In 2018, the young Italian woman had been following the actions of a Swedish teenager, Greta Thunberg, as she protested in front of the country’s parliament in a bid to force the government to meet carbon-emissions targets as part of the Paris Climate Agreement.
“At that moment I understood we were facing an existential crisis, and this was based on science, not just people’s opinions. I had to ask myself what I could do to avoid telling my future children that their mum had not done enough to protect their future,” Gasbarro says.
Realising quickly that there was no time to lose, the student began to organize her own climate strikes and the Rome chapter of a new youth movement, Fridays for Future (FFF), was born in February 2019. A month later Thunberg joined the group for a demonstration in the city.
As well as becoming an environmental influencer herself, Gasbarro quickly realised that engaging with children on a grass-roots level was key. That led to her visiting schools in the Rome area in a bid to teach them about the issues that now consumed her.
“Young people are not stupid, they only need to understand the problem and then start little-by-little [to make changes].”
This approach to involving school children in the process is also a key part of the European-Union-backed Horizon project Allthings.bioPRO, which seeks to promote the adoption of sustainable behaviour and a European bioeconomy.
ATB has been putting citizens and consumers at the heart of its attempts to devise effective ways to increase awareness and instigate change. With kids and schools as one of its four key themes, the endeavour has been engaged in the development of a serious game with the help of school children in Germany and Estonia, who have been participating in workshops.
The game is designed to educate young people about the bioeconomy while also entertaining them.
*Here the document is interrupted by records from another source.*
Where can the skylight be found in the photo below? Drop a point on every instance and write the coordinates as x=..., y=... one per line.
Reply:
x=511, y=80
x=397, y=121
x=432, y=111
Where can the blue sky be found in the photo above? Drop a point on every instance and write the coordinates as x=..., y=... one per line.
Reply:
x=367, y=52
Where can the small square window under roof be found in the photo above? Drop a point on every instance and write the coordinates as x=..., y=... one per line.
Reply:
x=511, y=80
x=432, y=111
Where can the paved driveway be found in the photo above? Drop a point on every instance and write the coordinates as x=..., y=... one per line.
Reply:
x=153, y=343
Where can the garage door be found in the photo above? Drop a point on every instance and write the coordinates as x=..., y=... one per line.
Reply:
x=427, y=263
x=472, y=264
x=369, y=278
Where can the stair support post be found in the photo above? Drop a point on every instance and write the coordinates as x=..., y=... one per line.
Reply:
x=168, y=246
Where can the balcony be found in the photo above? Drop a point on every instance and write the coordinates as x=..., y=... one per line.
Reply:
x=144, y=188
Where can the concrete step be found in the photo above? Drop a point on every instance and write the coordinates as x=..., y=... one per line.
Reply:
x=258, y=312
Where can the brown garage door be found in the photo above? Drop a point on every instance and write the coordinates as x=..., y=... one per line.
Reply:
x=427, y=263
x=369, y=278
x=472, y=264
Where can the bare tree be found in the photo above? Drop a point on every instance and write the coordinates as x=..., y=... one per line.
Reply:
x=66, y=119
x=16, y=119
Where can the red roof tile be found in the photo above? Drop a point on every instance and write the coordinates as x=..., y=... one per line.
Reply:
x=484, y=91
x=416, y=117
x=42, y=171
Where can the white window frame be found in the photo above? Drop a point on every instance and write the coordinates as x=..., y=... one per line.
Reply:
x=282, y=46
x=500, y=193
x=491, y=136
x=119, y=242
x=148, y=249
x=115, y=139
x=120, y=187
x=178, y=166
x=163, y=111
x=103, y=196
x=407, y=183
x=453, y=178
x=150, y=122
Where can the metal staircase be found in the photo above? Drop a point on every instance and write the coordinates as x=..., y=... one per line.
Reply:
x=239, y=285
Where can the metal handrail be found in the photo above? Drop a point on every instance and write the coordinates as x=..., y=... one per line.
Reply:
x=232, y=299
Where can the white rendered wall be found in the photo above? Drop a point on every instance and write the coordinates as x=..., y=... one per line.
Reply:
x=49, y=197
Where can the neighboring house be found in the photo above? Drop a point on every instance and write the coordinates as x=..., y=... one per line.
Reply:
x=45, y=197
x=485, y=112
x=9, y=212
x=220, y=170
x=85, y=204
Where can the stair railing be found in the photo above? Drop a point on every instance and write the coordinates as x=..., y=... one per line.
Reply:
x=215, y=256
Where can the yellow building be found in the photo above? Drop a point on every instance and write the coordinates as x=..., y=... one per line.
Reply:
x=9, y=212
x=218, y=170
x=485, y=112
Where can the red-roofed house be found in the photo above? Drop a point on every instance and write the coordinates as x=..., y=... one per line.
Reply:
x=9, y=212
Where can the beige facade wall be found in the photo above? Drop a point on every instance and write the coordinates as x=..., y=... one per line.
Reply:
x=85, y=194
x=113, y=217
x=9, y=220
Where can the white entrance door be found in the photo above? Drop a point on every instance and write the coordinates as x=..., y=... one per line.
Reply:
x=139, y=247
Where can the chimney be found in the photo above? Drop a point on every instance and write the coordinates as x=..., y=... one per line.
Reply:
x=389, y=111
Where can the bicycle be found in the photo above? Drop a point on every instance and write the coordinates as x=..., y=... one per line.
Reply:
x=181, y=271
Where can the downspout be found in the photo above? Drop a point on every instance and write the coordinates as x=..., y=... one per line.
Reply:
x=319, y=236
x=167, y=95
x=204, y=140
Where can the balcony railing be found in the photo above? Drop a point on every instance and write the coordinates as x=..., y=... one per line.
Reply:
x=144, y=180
It is being developed in a co-creation process with the youngsters who are helping to shape everything from the characters to the story lines.
These include various scenarios such as an adventurer who returns to earth by spaceship to fight an evil garbage monster who is ruining his planet.
“We thought that a playful way to get to know this topic might be a good way to engage, especially with the target group,” Tabea Waltenberg, one of the German moderators , explains.
The finished product will eventually be available to download and will be distributed to schools.
“The kids didn’t know specifically about the bioeconomy [when they began the excercises] but had an idea about environmentally friendly behaviour,” Waltenberg says.
But Cressina Breuer, a teacher from Siegen, in Germany, whose year-7 students took part in the game development, believes young people, like adults, approach the quest for more sustainability in varied ways.
“Some are interested right away, others not at all. But as soon as you introduce them to the topic and show them that this really affects us all personally and will affect us in the future, opinions change quickly.”
The game is an ideal way to communicate often quite complex information simply, she believes: “They [the children] internalize and learn quite automatically […]. Similarly, I notice in English lessons how much vocabulary they already know from apps and video games. That could be similar with sustainability and the bioeconomy [through the game].”
Certainly, many of her students believe their involvement in developing the game has helped them understand the subject better and it will benefit others too:
“I have decided to walk more instead of being driven around by car […] and I make sure that I don’t throw my garbage on the street or in the forest.”
“I now buy more sustainable things and try to purchase fewer plastic objects such as packaging.”
“I think this game will help young people. In particular, those who haven’t learnt about the subject at school.”
As young people become more active in the fight for change, there is also gathering evidence that they are particularly susceptible to anxiety issues surrounding the effects of global warming and damage to the environment.
A recent study from The Lancet Planetary Health found that the young participants felt frustrated with the lack of action from governments around the globe. This led to more than 45% of respondents saying that their feelings over climate change are negatively impacting their daily lives.
Observers such as Gasbarro are quick to point out though that the recent groundswell of action and awareness from young climate activists should not be seen as absolving older generations from making hard decisions, either as consumers or policymakers.
“Saying ‘young people will save the world, they are the future’ is just a way for those who don’t take the climate crisis seriously to avoid their responsibilities,” she says.
In the end, the EU’s goal of achieving net-zero emissions by 2050 will be the result of a common, united effort, she adds.